Zegarelli, in casi come questo si può anche arrivare al licenziamento? Quali sono i comportamenti che un giornalista dovrebbe tenere?
Partiamo dal fatto che il Consiglio di disciplina non si occupa, nel merito, di questioni di natura sindacale. Noi ci occupiamo di verificare l’osservanza da parte del trattato unico dei doveri del giornalista. Ciò che però possiamo dire è che tutto quello che facciamo sui social, in quanto giornalisti, non può essere svincolato dalle norme a cui ci si deve attenere fuori dal web. Il principio che si sta affermando sia in dottrina sia in giurisprudenza è questo: ciò che accade nel web non può essere svincolato dal mondo reale. Aggiungo che come giornalisti abbiamo una responsabilità in più: quando comunichiamo sui social dobbiamo sapere le conseguenze che le nostre dichiarazioni hanno. Siamo giornalisti non soltanto quando siamo “in servizio”, lo siamo sempre. Come ho già detto non spetta a me pronunciarmi sul licenziamento di questo collega che ha fatto dichiarazioni pesanti sui morti di Bergamo, ma di sicuro mettere in dubbio la veridicità di quelle scene dolorose a cui tutti abbiamo assistito, le bare trasportate altrove perché non c’era più posto al cimitero cittadino, vuol dire fare cattiva informazione. Siamo tenuti alla correttezza dell’informazione, all’obiettività e alla continenza quando ci esprimiamo.
Nella pandemia si sono visti numerosi di casi di fake news diffusi in rete da siti più o meno affidabili. Il giornalista cosa deve fare in questi casi?
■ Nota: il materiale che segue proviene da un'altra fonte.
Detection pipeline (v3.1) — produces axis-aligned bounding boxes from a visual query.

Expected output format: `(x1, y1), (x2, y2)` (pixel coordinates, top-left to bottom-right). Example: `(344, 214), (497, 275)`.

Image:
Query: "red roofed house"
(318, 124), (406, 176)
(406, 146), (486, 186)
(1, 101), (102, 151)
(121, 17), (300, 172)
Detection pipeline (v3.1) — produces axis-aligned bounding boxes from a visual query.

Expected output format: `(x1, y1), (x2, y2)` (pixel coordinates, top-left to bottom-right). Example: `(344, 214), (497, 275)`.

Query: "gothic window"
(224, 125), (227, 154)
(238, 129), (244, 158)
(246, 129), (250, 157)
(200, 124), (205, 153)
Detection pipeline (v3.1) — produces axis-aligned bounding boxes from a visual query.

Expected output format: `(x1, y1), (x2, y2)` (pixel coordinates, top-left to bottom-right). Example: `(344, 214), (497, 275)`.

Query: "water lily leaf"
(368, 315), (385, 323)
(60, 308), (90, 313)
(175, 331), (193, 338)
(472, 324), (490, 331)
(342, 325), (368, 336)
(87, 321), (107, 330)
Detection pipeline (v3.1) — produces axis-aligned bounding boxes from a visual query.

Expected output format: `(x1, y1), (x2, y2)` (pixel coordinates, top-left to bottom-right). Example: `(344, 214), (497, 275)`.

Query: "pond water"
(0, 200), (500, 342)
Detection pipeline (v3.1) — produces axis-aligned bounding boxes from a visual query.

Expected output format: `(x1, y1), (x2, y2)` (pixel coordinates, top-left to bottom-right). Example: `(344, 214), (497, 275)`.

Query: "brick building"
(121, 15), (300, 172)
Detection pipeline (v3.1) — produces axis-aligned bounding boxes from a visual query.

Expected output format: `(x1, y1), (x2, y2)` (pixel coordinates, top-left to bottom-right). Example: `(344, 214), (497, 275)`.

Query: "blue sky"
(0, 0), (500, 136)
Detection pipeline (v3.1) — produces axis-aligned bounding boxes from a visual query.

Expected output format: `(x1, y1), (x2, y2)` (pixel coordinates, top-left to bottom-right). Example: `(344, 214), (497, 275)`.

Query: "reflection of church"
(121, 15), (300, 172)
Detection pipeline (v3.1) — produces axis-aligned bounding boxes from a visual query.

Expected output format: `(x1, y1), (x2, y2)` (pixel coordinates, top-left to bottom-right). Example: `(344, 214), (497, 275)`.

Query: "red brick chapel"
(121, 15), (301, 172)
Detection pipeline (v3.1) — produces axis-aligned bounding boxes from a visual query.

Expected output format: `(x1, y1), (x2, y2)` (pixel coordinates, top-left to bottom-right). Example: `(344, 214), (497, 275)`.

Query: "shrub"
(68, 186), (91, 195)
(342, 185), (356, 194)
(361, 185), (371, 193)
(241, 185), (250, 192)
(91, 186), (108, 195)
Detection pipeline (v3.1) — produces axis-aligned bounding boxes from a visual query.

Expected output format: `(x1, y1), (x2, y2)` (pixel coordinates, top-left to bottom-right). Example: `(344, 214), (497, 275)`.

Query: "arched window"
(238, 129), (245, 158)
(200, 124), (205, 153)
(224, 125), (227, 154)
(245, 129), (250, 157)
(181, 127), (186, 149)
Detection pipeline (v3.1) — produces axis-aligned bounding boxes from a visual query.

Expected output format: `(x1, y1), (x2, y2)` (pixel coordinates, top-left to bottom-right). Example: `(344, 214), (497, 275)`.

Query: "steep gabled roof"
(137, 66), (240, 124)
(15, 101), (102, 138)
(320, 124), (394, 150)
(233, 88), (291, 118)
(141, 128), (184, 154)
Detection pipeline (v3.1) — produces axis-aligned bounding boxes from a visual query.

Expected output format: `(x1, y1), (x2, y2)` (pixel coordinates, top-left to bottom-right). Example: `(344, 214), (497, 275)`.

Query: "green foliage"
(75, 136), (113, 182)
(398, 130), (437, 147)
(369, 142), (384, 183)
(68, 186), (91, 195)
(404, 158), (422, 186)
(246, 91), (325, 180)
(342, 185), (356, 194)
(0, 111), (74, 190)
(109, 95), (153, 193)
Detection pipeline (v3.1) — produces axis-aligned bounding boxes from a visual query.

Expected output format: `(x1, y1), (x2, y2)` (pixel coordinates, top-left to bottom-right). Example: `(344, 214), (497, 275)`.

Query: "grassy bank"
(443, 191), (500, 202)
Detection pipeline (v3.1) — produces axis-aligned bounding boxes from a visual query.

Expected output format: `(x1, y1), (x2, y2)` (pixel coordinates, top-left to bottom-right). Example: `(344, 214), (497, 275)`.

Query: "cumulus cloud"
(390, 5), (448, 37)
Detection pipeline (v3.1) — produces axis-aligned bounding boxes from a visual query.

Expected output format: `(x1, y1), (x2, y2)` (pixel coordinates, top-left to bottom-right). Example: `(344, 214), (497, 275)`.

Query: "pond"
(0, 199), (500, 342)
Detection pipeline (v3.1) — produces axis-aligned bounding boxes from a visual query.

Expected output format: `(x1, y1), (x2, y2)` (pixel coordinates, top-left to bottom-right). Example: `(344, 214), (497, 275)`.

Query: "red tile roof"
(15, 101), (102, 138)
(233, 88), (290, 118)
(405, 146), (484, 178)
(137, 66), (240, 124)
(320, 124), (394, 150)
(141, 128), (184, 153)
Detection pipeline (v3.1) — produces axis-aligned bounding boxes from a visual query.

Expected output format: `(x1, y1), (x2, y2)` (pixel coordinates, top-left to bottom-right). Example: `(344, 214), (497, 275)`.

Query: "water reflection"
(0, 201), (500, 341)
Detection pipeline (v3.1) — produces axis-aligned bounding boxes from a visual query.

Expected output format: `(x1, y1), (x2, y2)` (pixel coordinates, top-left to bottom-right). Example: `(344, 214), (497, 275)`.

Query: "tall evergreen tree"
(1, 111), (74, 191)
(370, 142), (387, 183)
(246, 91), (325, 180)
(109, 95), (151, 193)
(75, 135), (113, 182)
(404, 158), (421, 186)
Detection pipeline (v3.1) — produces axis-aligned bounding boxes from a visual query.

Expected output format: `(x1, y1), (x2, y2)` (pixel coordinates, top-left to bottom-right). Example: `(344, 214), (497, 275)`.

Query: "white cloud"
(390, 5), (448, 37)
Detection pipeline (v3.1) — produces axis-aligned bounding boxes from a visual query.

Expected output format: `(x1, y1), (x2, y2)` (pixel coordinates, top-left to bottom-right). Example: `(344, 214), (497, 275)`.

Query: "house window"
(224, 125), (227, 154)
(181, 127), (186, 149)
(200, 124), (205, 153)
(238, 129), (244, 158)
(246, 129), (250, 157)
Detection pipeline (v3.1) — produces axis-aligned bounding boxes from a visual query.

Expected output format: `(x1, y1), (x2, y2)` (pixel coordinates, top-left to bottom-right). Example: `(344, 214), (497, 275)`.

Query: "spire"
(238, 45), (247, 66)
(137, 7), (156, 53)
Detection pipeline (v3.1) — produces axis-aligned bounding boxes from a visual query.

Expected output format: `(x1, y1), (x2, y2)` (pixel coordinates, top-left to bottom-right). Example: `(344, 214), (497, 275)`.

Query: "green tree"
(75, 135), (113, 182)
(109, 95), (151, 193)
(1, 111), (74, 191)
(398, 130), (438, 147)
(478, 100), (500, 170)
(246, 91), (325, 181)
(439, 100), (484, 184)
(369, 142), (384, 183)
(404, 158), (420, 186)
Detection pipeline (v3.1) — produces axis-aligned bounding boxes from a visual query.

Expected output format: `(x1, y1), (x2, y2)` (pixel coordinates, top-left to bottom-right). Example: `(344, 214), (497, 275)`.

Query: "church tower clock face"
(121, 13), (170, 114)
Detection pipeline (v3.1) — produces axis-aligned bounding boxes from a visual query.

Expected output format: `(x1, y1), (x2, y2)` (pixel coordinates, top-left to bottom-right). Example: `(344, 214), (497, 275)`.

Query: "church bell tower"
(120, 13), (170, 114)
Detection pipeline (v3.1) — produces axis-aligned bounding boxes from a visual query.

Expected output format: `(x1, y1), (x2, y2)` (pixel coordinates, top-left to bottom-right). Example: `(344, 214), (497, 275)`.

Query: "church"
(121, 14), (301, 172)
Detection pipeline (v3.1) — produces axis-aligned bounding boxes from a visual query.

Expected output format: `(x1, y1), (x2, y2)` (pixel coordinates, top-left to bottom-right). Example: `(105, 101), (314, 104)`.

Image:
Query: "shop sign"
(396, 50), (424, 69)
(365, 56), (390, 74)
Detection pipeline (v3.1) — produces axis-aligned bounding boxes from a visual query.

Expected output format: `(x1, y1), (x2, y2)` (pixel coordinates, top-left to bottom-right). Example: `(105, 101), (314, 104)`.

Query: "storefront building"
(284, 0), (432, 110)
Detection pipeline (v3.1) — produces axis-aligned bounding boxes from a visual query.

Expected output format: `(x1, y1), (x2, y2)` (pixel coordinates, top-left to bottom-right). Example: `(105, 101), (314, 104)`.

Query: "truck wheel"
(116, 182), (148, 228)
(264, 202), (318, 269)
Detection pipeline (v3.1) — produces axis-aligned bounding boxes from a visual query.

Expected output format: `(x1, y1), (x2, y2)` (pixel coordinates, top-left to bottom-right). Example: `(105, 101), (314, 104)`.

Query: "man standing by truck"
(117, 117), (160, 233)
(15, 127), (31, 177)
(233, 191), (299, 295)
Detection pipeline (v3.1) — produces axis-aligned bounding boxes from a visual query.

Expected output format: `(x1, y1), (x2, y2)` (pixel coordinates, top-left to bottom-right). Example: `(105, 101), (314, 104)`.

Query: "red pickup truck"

Dobbiamo avere come faro l’articolo 21 della Costituzione Italiana e l’articolo 11 della Carta dei diritti fondamentali dell’Unione Europea: la libertà di espressione. Un diritto su cui si fondano gli Stati democratici ma che non implica che possiamo dire qualunque cosa, ovvero dare una informazione falsa e non verificata. Specie quando si parla di materie che trattano la salute pubblica. Si sta facendo un gran lavoro contro le fake news. Chi fa informazione ha un dovere in più: quello di pubblicare notizie vere e verificate raccontando i fatti. I gestori delle grandi piattaforme utilizzano algoritmi per cercare fake news e hate speech, ma c’è sempre bisogno di un intervento umano perché i linguaggi sono sempre più veloci. Chi vuole fare informazione deve andare oltre, siamo noi giornalisti a dover controllare, la formazione continua obbligatoria nasce da qui. Dobbiamo essere noi le prime sentinelle, prima ancora dell’algoritmo e del controllo dei gestori delle grandi piattaforme.